Commissioner Linda Gestrin moved and Vice-Mayor Bob Barnas seconded a motion to request the city clerk advertise for committee members who wanted to serve and also post the item on the city’s website.

In answer to a question regarding the usual advertising period for committee or board appointments, City Clerk Jenny Parham said it was usually “two to three weeks.”

Commissioner Weller explained that since a new commissioner would be sworn in on Nov. 20, and noting the usual advertising time for most appointments, suggested the commission abide by the 2-3 week advertising period to make sure anyone interested had enough time to apply.

Commissioner Gestrin disagreed, saying the issue had been talked about all year and she thought the commission should not only advertise for a shorter time period, but also should appoint the committee at the Nov. 8 meeting.

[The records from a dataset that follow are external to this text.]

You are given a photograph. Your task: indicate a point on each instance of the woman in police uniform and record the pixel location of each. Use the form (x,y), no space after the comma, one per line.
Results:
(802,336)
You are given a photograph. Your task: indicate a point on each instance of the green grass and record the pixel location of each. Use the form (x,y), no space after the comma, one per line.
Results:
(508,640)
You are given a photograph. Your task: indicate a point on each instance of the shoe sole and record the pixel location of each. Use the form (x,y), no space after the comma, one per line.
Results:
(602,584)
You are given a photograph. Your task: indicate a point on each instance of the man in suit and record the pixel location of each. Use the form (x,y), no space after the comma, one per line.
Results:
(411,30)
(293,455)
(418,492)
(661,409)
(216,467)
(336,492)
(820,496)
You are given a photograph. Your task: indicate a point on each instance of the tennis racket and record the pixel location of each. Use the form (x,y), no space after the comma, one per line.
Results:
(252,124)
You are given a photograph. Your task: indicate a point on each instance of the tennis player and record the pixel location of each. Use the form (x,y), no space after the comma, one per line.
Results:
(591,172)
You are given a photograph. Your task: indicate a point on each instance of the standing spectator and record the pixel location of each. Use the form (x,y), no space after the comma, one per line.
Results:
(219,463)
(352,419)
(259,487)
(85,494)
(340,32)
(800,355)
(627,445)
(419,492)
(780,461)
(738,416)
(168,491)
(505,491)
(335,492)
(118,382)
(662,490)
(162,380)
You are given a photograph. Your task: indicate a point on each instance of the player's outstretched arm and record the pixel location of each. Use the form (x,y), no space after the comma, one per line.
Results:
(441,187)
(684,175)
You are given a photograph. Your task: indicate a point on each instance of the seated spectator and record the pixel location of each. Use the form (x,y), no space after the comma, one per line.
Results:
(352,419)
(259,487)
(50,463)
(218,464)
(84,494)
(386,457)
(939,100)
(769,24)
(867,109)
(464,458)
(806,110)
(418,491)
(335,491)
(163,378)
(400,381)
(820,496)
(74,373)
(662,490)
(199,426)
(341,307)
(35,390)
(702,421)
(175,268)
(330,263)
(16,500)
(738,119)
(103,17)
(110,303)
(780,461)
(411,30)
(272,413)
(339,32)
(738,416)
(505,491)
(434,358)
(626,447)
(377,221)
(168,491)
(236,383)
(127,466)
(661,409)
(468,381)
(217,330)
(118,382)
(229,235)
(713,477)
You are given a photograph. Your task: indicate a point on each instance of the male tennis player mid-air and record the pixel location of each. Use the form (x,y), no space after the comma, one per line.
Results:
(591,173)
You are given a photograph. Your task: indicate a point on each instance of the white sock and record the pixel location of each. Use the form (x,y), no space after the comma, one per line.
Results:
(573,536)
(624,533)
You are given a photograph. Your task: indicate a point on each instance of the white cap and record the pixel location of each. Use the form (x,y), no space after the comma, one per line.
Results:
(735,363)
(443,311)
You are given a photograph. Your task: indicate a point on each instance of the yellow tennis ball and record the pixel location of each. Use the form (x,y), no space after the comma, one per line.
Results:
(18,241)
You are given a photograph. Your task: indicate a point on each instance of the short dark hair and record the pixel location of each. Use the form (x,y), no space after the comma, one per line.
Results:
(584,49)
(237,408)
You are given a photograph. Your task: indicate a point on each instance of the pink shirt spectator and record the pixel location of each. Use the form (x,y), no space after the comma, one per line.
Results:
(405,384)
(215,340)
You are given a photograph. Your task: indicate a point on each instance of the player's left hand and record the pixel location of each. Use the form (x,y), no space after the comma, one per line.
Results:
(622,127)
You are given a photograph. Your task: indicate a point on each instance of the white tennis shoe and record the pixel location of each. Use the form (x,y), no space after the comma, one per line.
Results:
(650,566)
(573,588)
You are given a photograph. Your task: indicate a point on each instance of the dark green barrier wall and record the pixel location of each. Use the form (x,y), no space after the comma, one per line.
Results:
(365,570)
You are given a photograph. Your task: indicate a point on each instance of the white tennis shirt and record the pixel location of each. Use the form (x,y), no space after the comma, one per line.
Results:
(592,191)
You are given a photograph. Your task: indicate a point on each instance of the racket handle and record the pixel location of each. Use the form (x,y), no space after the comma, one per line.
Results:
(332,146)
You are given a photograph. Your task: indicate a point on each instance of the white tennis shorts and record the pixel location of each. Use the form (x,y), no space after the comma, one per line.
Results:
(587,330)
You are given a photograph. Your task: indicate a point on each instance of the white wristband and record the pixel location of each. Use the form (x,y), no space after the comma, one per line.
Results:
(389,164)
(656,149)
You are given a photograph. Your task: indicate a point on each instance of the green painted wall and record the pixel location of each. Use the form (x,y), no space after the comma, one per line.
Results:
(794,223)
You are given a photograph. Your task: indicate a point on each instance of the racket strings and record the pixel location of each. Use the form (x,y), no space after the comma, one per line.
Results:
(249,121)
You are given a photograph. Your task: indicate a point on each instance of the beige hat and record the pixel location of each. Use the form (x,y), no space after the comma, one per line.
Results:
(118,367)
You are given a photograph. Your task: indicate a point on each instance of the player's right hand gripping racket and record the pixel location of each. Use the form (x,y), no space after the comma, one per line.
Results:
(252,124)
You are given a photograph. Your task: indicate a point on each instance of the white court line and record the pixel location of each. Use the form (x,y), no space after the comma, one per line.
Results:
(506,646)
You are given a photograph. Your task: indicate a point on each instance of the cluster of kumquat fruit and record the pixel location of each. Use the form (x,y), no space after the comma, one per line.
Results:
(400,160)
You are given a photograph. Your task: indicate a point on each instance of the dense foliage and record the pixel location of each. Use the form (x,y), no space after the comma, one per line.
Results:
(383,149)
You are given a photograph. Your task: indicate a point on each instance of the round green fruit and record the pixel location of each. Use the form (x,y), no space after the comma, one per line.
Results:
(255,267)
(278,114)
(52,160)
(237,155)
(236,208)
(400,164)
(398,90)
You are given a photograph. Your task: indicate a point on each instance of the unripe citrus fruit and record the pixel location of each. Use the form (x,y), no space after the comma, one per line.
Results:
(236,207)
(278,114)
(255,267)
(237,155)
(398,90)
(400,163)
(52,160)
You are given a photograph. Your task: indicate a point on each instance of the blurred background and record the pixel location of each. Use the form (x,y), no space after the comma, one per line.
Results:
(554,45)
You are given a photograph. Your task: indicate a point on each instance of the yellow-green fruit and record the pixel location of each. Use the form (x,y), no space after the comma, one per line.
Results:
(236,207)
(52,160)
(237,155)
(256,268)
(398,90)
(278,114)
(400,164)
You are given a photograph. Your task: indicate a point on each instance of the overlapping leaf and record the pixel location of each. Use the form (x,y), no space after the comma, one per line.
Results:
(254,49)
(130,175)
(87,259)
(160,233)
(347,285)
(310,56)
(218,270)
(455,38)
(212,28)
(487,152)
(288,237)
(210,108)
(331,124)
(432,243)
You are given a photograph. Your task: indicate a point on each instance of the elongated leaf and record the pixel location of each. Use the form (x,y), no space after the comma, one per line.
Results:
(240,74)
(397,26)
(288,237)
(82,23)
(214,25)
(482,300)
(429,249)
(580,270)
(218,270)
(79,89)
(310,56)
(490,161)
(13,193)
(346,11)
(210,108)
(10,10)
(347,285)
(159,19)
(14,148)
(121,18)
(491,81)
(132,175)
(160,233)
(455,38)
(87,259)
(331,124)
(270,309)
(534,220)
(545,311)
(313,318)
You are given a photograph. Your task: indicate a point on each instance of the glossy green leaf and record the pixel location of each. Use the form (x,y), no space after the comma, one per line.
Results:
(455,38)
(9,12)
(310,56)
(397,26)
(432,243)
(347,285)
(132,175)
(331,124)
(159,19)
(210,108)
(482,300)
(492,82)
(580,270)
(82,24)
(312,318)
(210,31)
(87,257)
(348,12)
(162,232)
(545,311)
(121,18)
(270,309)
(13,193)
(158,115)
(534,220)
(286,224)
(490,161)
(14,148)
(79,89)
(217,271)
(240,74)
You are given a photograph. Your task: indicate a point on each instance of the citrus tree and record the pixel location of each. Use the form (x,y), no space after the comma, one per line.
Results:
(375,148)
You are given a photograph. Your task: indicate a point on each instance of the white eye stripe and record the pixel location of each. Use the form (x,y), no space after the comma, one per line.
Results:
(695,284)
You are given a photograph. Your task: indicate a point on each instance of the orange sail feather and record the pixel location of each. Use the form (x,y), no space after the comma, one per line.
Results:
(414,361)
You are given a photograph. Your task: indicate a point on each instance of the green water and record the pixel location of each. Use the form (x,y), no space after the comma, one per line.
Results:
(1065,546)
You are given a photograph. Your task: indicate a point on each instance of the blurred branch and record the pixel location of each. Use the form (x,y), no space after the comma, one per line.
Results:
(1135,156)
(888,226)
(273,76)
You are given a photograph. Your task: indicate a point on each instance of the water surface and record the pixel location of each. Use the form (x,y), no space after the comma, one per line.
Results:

Hearing from City Attorney Scott Walker that the commission was not bound by any regulation as to length of advertising period and could, in fact, appoint without advertising for applicants at all, commissioners voted to appoint applicants at the Nov. 8 meeting.

Interested parties must be electors of the city, holding no other office, appointment or employment in the city government, except on advisory bodies as described in Section 5.01 of the City Charter.

Applications may be obtained Monday through Friday, 8 a.m. - 4:30 p.m. at City Hall, 110 NW 1st Avenue, High Springs, or on the city’s website at www.highsprings.us.  Applications will be accepted until 4:30 p.m. on Nov. 7.  Members will be appointed by the City Commission at the Nov. 8 City Commission meeting.